Boşanmada Yeni Dönem: Mallar Artık Paylaşılmayabilir!

.
Boşanma davaları, yalnızca evlilik birliğinin sona erdirilmesi değil, aynı zamanda tarafların ekonomik geleceklerinin de şekillendiği davalardır. Son yıllarda sosyal medyada, forumlarda ve bazı haber sitelerinde “boşanmada mallar artık paylaşılmayacak”, “dava türüne göre mallar paylaşılmaz” veya “satılan malların paylaşımı mümkün değil” gibi iddialar hızla yayılmaktadır. Oysa bu tür bilgiler hem hukuken yanlış hem de tarafları ciddi hak kayıplarına sürükleyebilecek niteliktedir.

Boşanmada mal paylaşımı, zina ve hayata kast davalarında mal rejimi, satılan malların paylaşımı ve bağış mallarının durumu


Türk Medeni Kanunu’na göre evlilik birliği içinde edinilen mallar, evlilik sona erdiğinde edinilmiş mallara katılma rejimi çerçevesinde tasfiye edilir. Boşanma davasının çekişmeli ya da anlaşmalı olması, mal paylaşımının yapılıp yapılmayacağına doğrudan etki etmez. Ancak özellikle zina ve hayata kast gibi özel boşanma sebeplerinde hakimin hakkaniyet ölçüsünde değerlendirme yaparak kusurlu eşin malvarlığından pay almasını sınırlaması mümkündür. İşte bu noktada yanlış anlaşılmalar, “artık mallar hiç paylaşılmayacak” algısına dönüşmektedir.
Bu yazıda, boşanma davalarında mal paylaşımına ilişkin yanlış bilgileri eleştiriyor, satılan malların durumu, bağış yoluyla edinilen malların akıbeti, hakimin takdir yetkisi, mal kaçırma iddiaları ve anlaşmalı boşanmalarda tarafların serbest düzenleme yapabilme hakkı gibi kritik konuları detaylı olarak açıklıyoruz.

1. Boşanma Davasının Türü Mal Paylaşımını Etkiler mi?

Kamuoyunda en sık rastlanan yanlışlardan biri, “çekişmeli davada mallar paylaşılmaz” veya “anlaşmalı davada mal paylaşımı yapılmaz” gibi ifadelerdir.
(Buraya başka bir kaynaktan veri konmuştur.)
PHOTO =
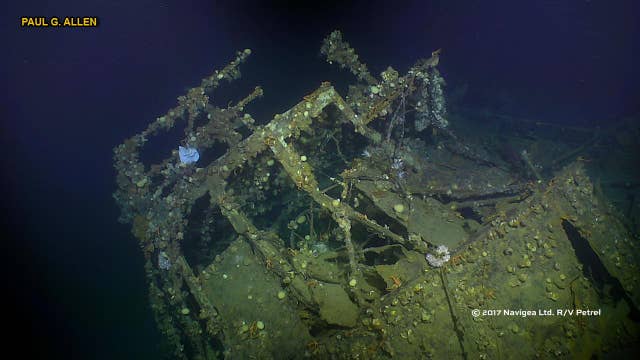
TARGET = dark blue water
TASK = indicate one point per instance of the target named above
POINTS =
(75, 276)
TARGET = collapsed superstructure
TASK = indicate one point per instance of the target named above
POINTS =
(306, 236)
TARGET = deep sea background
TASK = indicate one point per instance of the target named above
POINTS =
(74, 276)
Oysa mal rejimi tasfiyesi boşanma davasından bağımsız bir dava türüdür.
Çekişmeli davada: Taraflar boşanma sebepleri üzerinden kusur tartışması yapar, mahkeme evlilik birliğinin temelinden sarsılıp sarsılmadığına karar verir. Bu süreçte mal paylaşımı doğrudan gündeme gelmez, fakat boşanmanın kesinleşmesiyle birlikte mal rejimi davası açılabilir.
Anlaşmalı davada: Taraflar boşanma protokolü ile hem boşanmanın şartlarını hem de mal paylaşımını kendi aralarında düzenleyebilirler. Mahkeme yalnızca tarafların özgür iradeleriyle düzenlenen protokolü onaylar.
Zina ve hayata kast gibi özel boşanma sebeplerinde ise Yargıtay uygulamaları hakimin hakkaniyet indirimi yapabileceğini ortaya koymaktadır. Kusurlu eşin, diğer eşin emeğiyle edinilen mallardan pay almasının hakkaniyete aykırı olduğu durumlarda hakim, bu payı azaltabilir veya tamamen ortadan kaldırabilir. Ancak bu özel durum, yanlış şekilde genelleştirilerek “tüm boşanmalarda artık mal paylaşımı yok” gibi yorumlanmaktadır ki bu tamamen yanlıştır.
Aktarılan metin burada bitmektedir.